What she wasn’t grateful for was the appearance of Far Dorcha. At the edge of the fight, he waited on a macabre throne of his own making; the seat of his throne looked like nothing more than the spine and rib cage of some creature she couldn’t identify. Far Dorcha himself sat within the splayed-open ribs as if he’d been swallowed by some great skeletal beast.

The faery in her winding-cloth dress walked toward him, and for a moment Death smiled at her. The fleeting expression was the first proof of any emotion that Donia had seen. In a blink it was over, and he raised his gaze to stare at Donia. He nodded, and then looked over his shoulder to the unfamiliar faery, who now stood with her hand on the edge of his bone-wrought throne. Then, together, Death and his companion watched her faeries fall.

The Winter Queen turned her back to them and pushed farther into the fighting, bloodying her ice-made sword because it was either that or be bloodied.

Senseless death.

War was not to fight in this way. She was to incite discord, but she was not to simply attack regents or their faeries.

“I come to you not in full numbers, but in warning.” Bananach’s tone was conversational, despite the growing chaos in the street. “If you do not give me my declaration of war, you will die, Snow.”

“You cannot simply go around killing our kind. There was no declaration of war, nor will there be.” Donia said the words as much as a question to Bananach as a statement of Donia’s hopes.

Bananach’s faeries continued to flood the street, and the Hounds and Winter Guard continued to engage them in battle. Unlike the scuffle at Donia’s garden, this was a fight with intent to kill. My faeries. Donia raised her sword as a faery launched himself at her. While she was defending herself, Bananach strode through the fight toward her.

Despite the nature of the faery who approached, Evan and several others of her guard stayed in front of Donia. As she watched, the raven-faery lifted a hand, and Donia saw the inevitable about to happen. The movement was too fast for Evan to react.

“One by one”—Bananach sliced her hand across Evan’s throat, dragging her talon-tipped fingers over his neck—“they will fall.”

Despite the distance between them, Donia heard the words as clearly as if they were face-to-face. They weren’t. They were far enough apart that Donia couldn’t reach Evan before he dropped to the ground. In the space between one heartbeat and the next, he had been taken from her. There was no pause: he was simply made dead.

And Donia felt it. He was hers, and as his queen, she felt their connection vanish as his life was extinguished.

The desire to gather the slain rowan to her vied with barely bound rage.
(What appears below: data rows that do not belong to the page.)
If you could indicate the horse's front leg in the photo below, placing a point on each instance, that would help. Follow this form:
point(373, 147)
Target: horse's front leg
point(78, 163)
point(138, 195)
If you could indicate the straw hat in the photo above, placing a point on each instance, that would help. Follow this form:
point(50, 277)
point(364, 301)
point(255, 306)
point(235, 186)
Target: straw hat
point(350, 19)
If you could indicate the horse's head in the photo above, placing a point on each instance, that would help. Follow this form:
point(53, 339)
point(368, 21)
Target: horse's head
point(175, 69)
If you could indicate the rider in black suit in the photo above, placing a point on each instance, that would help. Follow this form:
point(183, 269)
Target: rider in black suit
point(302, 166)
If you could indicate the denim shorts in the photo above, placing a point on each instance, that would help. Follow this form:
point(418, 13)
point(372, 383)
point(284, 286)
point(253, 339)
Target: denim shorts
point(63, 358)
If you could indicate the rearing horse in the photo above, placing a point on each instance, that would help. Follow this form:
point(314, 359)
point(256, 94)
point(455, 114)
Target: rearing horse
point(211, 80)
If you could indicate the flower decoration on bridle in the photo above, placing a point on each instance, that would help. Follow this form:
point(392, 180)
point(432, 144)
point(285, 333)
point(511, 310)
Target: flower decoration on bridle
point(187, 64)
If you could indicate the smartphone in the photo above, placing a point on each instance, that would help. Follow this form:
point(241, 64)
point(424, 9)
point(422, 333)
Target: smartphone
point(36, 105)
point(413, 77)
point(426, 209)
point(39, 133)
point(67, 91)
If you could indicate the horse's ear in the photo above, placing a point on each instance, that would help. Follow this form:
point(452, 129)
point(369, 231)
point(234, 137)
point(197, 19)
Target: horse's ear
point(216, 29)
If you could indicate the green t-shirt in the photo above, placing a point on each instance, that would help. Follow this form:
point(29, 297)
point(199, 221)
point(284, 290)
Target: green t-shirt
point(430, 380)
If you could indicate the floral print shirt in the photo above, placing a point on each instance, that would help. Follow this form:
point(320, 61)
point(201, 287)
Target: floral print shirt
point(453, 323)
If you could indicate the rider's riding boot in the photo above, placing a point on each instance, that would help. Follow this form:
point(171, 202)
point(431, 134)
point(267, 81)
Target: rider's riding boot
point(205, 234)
Rage won. She knocked several faeries aside as she pursued Bananach, but before she could reach the murderous faery, Donia was caught around the waist and dragged onto a steed.

She shoved her elbow backward to no avail. “Let me go!”

“No,” the Hound holding her said. “The Gabriel pursues her. If anyone can catch her, it’s him.”

Donia glanced at Gabriel’s mate, Chela. “You have no right—”

“Gabriel ordered you kept safe,” Chela snarled back. “He rules the Hunt.”